4 de septiembre de 2015

19
El taxista se va metiendo por calles cada vez más estrechas, más atravesadas por la selva. El auto casi no entra por el camino armado sobre la vegetación. Vamos así como media hora, el asiento de atrás se mueve mucho. Estamos los tres en silencio. Yo vomité esta mañana en la habitación, me sentía mareada desde la madrugada. Me miro al espejo y me veo terrible. Siento el cuerpo caliente por fuera y frío por dentro.

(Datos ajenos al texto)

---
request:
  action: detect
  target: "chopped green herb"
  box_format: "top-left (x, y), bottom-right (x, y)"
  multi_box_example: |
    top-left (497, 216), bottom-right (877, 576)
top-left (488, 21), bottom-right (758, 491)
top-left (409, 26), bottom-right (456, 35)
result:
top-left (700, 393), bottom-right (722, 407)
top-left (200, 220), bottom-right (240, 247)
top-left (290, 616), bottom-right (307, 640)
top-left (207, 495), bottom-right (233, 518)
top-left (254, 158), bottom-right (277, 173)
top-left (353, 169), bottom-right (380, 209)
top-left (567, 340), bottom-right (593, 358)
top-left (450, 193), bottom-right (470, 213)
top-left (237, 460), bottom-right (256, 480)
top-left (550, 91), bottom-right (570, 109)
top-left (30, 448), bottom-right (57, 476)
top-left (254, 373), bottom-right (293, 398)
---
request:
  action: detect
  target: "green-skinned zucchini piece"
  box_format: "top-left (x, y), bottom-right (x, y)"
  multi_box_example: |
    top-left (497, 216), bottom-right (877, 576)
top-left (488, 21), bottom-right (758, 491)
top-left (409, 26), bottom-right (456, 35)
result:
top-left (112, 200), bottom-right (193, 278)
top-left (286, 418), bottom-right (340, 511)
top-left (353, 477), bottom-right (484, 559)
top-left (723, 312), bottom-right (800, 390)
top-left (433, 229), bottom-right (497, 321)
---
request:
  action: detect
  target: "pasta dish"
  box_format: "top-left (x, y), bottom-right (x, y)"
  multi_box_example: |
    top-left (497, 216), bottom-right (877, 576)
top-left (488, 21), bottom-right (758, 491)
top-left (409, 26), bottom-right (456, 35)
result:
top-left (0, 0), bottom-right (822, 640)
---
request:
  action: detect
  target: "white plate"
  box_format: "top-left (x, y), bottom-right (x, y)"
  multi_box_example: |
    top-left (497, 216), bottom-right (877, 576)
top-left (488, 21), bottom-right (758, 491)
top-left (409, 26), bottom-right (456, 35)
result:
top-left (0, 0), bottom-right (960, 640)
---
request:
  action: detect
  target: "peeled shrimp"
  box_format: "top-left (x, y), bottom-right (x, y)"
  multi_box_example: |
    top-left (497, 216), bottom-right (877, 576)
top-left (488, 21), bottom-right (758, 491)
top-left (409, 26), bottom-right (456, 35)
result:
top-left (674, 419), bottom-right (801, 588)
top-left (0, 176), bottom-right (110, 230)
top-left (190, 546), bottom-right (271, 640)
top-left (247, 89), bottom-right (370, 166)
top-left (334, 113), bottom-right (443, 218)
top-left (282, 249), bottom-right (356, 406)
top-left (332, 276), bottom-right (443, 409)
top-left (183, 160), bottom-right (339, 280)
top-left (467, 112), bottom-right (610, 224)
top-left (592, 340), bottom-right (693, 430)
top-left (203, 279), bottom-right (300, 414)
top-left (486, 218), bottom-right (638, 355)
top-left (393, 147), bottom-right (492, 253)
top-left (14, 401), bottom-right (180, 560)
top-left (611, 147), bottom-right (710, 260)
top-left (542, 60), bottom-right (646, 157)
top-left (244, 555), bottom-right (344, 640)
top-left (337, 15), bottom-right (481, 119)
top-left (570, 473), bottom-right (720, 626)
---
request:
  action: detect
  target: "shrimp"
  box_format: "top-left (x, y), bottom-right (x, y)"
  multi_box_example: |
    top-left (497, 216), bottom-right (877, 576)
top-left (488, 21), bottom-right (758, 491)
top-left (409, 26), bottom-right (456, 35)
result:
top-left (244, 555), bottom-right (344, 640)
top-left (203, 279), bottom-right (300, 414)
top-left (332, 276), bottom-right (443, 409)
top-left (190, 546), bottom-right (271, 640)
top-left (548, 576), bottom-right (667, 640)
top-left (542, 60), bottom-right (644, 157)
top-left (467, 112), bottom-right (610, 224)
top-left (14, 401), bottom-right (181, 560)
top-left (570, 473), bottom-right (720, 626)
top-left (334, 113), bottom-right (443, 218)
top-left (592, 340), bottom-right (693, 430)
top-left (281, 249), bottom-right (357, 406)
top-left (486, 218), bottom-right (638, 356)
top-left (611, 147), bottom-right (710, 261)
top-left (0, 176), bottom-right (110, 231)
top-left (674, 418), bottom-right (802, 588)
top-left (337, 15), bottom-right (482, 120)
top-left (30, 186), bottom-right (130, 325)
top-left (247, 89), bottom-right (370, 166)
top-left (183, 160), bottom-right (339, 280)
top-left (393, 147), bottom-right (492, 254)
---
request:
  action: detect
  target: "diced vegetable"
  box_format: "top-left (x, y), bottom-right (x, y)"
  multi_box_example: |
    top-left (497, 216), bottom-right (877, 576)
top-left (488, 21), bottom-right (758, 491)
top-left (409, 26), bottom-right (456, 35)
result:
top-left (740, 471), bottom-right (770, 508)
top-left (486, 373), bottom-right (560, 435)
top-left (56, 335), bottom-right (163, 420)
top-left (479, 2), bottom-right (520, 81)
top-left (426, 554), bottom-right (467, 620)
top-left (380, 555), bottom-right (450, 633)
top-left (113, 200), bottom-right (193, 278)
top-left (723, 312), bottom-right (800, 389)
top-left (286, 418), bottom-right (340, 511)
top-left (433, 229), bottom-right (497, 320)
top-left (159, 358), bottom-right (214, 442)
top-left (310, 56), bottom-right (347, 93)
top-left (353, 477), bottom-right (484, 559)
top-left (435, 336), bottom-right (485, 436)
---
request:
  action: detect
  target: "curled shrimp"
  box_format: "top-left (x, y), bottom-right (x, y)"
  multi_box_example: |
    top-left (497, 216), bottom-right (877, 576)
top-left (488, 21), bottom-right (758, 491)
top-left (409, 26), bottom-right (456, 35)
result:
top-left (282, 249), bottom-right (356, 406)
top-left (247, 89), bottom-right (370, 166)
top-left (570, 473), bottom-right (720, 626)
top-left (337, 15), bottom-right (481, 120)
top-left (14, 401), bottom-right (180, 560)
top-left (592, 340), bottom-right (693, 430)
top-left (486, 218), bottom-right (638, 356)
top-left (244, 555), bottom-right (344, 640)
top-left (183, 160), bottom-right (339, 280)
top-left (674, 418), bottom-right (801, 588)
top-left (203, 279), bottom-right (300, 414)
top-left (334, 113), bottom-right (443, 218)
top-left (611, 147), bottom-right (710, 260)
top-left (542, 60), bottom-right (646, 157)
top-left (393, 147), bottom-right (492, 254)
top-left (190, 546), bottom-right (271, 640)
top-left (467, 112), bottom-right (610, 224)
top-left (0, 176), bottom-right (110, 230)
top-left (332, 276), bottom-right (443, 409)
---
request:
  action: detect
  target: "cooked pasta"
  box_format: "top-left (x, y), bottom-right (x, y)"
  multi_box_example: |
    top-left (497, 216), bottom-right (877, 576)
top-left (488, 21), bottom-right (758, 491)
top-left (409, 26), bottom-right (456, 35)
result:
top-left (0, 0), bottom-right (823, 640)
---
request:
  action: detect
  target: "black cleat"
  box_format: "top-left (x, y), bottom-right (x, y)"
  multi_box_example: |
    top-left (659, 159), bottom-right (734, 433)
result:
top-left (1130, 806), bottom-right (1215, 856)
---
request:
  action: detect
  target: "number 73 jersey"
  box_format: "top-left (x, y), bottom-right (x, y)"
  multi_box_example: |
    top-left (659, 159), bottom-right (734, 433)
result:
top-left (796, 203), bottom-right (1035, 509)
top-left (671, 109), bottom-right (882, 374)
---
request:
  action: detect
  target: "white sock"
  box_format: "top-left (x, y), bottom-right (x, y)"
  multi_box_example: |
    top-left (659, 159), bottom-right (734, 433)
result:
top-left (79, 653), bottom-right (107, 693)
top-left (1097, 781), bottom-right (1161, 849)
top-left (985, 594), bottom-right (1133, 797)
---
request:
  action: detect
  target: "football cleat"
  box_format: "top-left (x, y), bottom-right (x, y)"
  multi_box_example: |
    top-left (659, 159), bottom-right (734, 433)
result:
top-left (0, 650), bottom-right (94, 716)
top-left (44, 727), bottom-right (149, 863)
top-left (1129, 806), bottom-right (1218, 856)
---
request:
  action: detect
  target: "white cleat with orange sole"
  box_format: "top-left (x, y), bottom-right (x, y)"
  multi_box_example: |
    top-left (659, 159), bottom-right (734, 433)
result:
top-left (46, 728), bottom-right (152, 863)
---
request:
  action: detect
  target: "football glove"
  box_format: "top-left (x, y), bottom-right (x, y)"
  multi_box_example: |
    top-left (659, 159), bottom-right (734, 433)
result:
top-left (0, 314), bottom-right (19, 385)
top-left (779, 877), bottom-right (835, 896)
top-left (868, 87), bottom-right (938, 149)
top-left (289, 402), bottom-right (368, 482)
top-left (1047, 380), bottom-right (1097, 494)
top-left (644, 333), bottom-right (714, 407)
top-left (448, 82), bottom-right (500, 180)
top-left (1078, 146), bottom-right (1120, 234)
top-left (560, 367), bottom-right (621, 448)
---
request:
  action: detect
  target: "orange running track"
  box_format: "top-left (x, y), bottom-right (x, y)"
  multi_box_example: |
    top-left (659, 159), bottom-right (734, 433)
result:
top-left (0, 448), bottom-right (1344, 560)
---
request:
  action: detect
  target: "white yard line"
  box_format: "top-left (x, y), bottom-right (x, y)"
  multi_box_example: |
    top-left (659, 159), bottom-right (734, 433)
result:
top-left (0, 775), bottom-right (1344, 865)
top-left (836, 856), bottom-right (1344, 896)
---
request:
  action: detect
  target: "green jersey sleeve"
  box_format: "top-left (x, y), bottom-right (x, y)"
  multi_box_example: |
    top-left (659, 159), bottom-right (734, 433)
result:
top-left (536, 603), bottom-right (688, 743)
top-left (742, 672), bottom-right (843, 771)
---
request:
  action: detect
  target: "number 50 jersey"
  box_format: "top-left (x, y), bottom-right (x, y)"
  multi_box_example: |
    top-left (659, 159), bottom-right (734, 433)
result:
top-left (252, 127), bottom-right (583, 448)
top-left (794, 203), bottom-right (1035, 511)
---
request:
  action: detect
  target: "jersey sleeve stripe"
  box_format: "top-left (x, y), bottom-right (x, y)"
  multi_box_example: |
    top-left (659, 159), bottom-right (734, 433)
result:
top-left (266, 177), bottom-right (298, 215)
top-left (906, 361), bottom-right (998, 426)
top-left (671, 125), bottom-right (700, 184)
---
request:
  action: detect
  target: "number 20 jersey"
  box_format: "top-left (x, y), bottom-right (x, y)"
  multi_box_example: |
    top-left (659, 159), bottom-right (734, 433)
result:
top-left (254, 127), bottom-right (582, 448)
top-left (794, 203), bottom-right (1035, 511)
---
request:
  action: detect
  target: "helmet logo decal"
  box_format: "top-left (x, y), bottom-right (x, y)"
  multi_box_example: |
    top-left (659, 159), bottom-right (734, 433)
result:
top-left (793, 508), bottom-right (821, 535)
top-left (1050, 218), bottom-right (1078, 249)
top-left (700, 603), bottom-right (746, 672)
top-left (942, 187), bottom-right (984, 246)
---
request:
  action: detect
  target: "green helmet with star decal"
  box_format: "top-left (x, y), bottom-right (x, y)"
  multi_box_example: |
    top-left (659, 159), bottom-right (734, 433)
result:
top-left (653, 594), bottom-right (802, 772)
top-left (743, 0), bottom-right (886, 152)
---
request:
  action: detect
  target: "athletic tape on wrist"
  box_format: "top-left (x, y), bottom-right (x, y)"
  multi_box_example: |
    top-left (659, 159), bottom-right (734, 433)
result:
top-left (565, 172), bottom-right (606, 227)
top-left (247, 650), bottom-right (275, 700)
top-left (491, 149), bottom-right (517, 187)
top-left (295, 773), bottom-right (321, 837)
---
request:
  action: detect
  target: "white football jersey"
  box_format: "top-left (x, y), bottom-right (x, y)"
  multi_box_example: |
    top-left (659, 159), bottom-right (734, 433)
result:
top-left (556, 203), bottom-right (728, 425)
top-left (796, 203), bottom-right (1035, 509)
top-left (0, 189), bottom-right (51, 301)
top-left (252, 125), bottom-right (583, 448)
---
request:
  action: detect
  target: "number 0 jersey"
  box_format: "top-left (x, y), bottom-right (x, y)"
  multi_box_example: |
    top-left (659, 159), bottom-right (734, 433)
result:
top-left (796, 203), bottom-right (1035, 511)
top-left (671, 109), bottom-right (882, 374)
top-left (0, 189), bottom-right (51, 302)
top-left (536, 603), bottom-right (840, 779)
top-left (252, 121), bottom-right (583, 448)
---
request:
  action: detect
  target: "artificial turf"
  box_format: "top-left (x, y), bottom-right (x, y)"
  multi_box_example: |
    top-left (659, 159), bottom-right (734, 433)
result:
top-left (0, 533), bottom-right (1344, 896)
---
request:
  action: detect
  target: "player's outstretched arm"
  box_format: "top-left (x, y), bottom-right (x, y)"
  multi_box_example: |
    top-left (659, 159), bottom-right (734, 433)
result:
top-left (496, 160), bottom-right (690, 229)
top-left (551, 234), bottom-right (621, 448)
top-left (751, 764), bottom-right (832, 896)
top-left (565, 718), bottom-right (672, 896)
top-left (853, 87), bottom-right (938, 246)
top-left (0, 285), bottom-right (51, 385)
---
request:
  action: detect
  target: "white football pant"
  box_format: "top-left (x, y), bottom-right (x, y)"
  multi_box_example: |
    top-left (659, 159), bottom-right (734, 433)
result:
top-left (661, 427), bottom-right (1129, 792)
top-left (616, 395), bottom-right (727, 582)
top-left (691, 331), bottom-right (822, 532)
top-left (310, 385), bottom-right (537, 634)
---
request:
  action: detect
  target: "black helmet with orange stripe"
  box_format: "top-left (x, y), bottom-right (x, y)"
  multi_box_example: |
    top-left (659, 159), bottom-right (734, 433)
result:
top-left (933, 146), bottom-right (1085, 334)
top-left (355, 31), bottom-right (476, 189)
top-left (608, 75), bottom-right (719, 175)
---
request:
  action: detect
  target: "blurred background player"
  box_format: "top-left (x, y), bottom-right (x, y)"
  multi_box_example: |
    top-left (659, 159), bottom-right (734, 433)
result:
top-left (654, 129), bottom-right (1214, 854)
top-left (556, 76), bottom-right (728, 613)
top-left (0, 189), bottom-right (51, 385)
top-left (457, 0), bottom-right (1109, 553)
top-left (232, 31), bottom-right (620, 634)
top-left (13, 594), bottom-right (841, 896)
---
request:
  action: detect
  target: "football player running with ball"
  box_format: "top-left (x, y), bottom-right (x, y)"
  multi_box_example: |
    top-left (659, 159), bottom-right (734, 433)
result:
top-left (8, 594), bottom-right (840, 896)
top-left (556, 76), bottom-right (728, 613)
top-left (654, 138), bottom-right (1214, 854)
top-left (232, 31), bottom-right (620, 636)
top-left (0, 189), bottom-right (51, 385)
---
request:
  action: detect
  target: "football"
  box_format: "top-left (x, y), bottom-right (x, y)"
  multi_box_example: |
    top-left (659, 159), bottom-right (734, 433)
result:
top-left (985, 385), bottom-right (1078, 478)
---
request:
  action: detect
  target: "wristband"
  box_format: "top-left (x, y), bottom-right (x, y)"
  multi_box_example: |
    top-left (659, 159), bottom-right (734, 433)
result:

El camino hasta Bogmalo Beach es de cuarenta y cinco minutos según el conductor. Oliver está contra su ventana, en la otra punta del asiento. Me viene bien, así puedo respirar. Le pide al conductor que nos lleve a la ruta norte de Bogmalo, esa indicación le dio su papá para que encontráramos su hostería. A mí las cosas nuevas me cuestan, me pongo rara. Me puse el vestido largo, ahora es el que menos calor me da. Quiero llegar y no quiero llegar nunca. Le agarro la mano a Oliver en el medio del asiento, él me mira y se estira para darme un beso en el cachete. Mmua. Salimos del matorral, el camino se empieza a despejar hasta convertirse en una calle de tierra. Entonces aparecen los primeros edificios, construcciones chicas y de mala calidad, algunos ladrillos apilados y techos de chapa en mal estado. A medida que avanzamos, se va armando el pueblito de playa. Me imagino que alguna vez habrá sido un pueblito de pescadores, como casi toda Goa. Tanto tuvieron que pelear los hindues para que Portugal les devolviera la independencia de Goa para que se les llenara de hippies ingleses en los setentas, drogones y fiesteros. En el presente convive esa gente quemada por ese pasado con turistas en busca de fiestas baratas. Me pregunto cómo sería llevar a Oliver a Argentina, ¿la gente lo odiaría?¿cuantas veces hablaríamos de Malvinas?
Doblamos en la esquina del edificio de ventanas grandes y nos encontramos con el cartel: Majestic Hotel. A traves de las enredaderas vemos una pileta con reposeras y un bar. Qué lindo sería dormir una noche detrás de alguna de esas ventanas con vista al mar, las cucarachas y los mosquitos lejos de la cama. Atravesamos el centro del pueblo, en varios puestos venden rastrillos, pareos y flotadores para el mar. Vamos despacio y los hombres nos miran fijo mientras pasamos. Estamos llegando, me da taquicardia y se me da vuelta el estómago. Por mi ventana, a unos metros, veo el mar ahí nomás. El auto frena. Puedo abrir la puerta y cruzar la calle de tierra, bajar los tres escalones, hundirme en la arena, correr hasta la arena mojada, correr adentro del mar, con el agua cada vez más arriba, hasta que correr se convierta en nadar. Oliver sale de su lado y va para el baul a sacar su mochila. Mientras me cuelgo la mochila en la espalda, él ya se adelante, acerándose a las dos personas que están paradas a unos metros, mirándonos. Su papá es alto y flaco. Sue es mediana y redonda, con bucles rojos en el pelo.


-100 rupies, madam -. Oliver no le pagó, el pozo común no sirve para nada.